SCA has published a digital map of the company’s forests voluntarily set-aside for nature conservation. This is forests that SCA has voluntarily exempted from forest management due to its high conservation values.

Timberlands

SCA publishes map of nature conservation areas

SCA has published a digital map of the company’s forests voluntarily set-aside for nature conservation. This is forests that SCA has voluntarily exempted from forest management due to its high conservation values, as the company says in the press release received by Lesprom Network.

In total, more than 166,000 hectares, or 8% of SCA’s productive forest land, is completely exempt from forest management and a further 59,000 hectares is managed with adapted methods with a particular focus on creating the best possible conditions for the forest’s flora and fauna.

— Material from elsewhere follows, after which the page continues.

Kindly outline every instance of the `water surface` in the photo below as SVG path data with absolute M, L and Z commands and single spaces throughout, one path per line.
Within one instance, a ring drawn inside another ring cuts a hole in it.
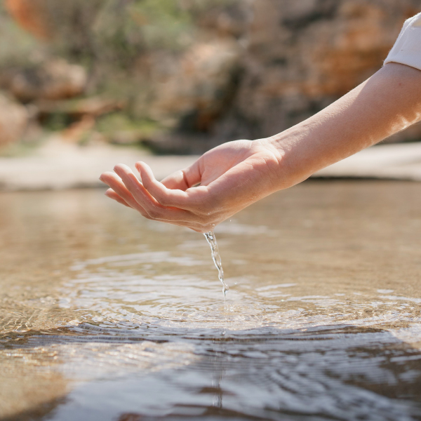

SCA owns 2,600,000 hectares of forest. These forests are inventoried to identify areas with high conservation values and to ensure that areas important for forest biodiversity are protected. Additional forest areas are managed to improve conditions for sensitive animal and plant species. This may involve controlled burning of forest areas or encouraging broad-leaved forest to dominate.

“One in five trees are left to live and die a natural death to provide life environments for all living things in the forest,” says Jonas Mårtensson, President of the Forest business area. “This map will make it easy for everyone to share in the diversity and conservation values that are present in our forests.

In the digital map, forest age, the main tree species and the most common type of ground vegetation are stipulated for areas that SCA has exempted from forest management, as well as areas that are managed with adapted methods.

SCA continuously conducts set-asides of new forest, which means the map will be updated on an ongoing basis. Areas with lower conservation values may be replaced by areas with higher values.

The core of SCA’s business is the forest, Europe’s largest private forest holding.